II. Supposé qu’en général on ait les lumieres & les secours nécessaires pour juger de la chose dont il s’agit, il faut voir si l’on en a fait usage actuellement, ensorte qu’on puisse se porter sans autre examen à ce que la conscience suggere. Dans le Négoce, par exemple, & dans les autres affaires de la vie civile, on se laisse aller tranquillement à des obliquités & des injustices, dont on verroit aisément la turpitude si l’on faisoit attention à des principes très-clairs, dont on ne peut s’écarter, & que l’on reconnoît d’ailleurs en général.

Comme il est nécessaire de distinguer entre le jugement que l’ame porte avant l’action, & celui qu’elle porte après l’action, on a nommé ces deux choses en termes scholastiques assez commodes, conscience antécedente & conscience subséquente. Il n’y a quelquefois dans les actions que le dernier de ces jugemens, lorsque, par exemple (ce qui est assez ordinaire), on se détermine à agir sans examiner ni penser seulement si l’on fera bien ou mal.

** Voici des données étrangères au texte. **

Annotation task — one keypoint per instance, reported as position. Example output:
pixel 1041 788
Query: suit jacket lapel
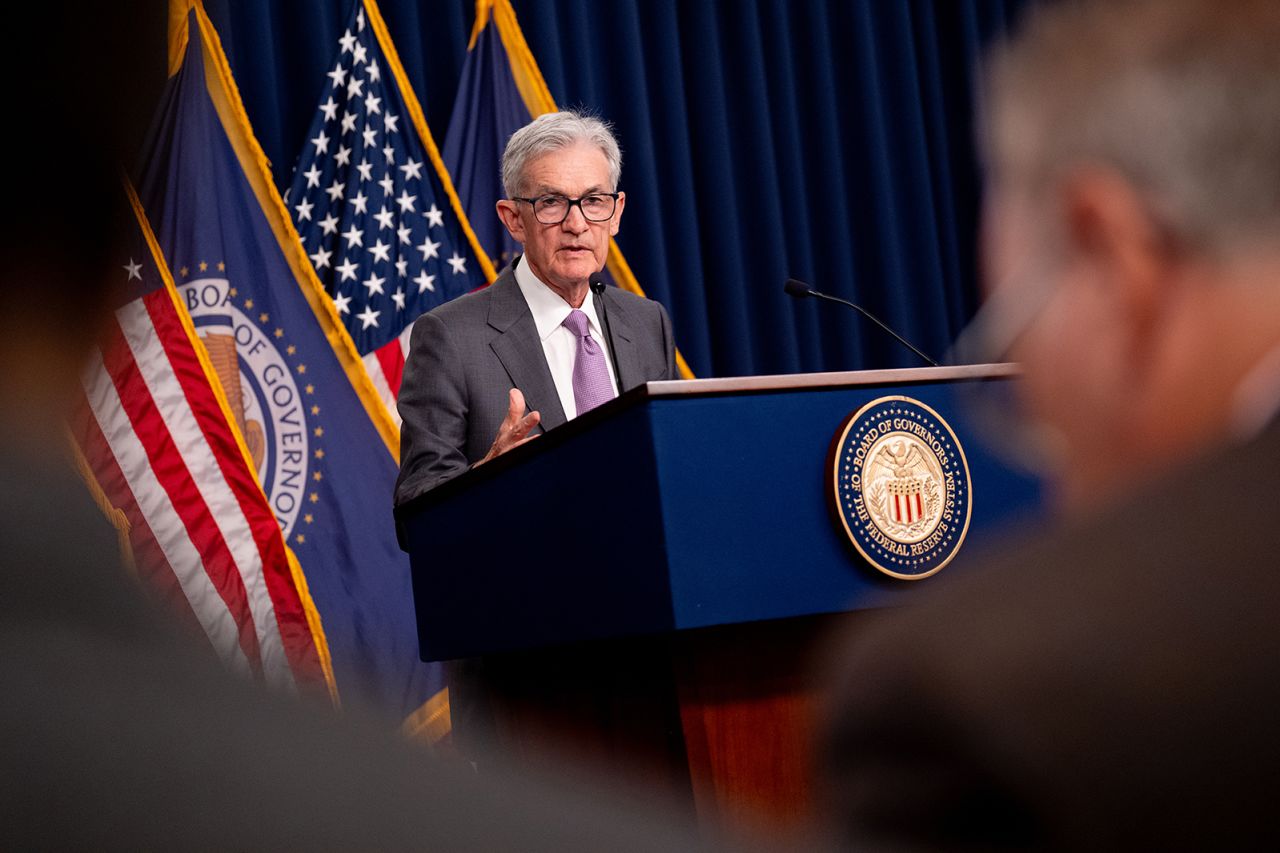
pixel 630 373
pixel 520 350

Quand les deux jugemens ont été produits par rapport à une seule & même action, ils sont quelquefois conformes, ce qui arrive lorsque l’on a agi contre ses lumieres ; car alors on se condamne encore plus fortement après l’action : il y a peu de gens qui, ou acquierent en si peu de tems des lumieres capables de leur persuader que ce qu’ils croyent mauvais est légitime, ou révoquent si-tôt leur propre sentence en matiere d’une chose effectivement contraire à la loi. Quelquefois aussi il y a de la diversité dans ces jugemens, ce qui a lieu, ou lorsque l’on s’est déterminé à quelque chose sans une pleine & entiere délibération, soit par passion ou par précipitation, de maniere qu’on n’a pas eu la liberté d’envisager suffisamment la nature & les suites de l’action ; ou lorsque, quoiqu’on ait agi avec une pleine délibération, on s’est déterminé sur un examen très léger ; car l’idée de la chose faite frappe plus vivement que l’idée de la chose à faire, & les réflexions viennent commencer ou achever après coup l’examen.

Voici les divers actes du jugement anticipé, selon les différens états où l’ame se trouve alors.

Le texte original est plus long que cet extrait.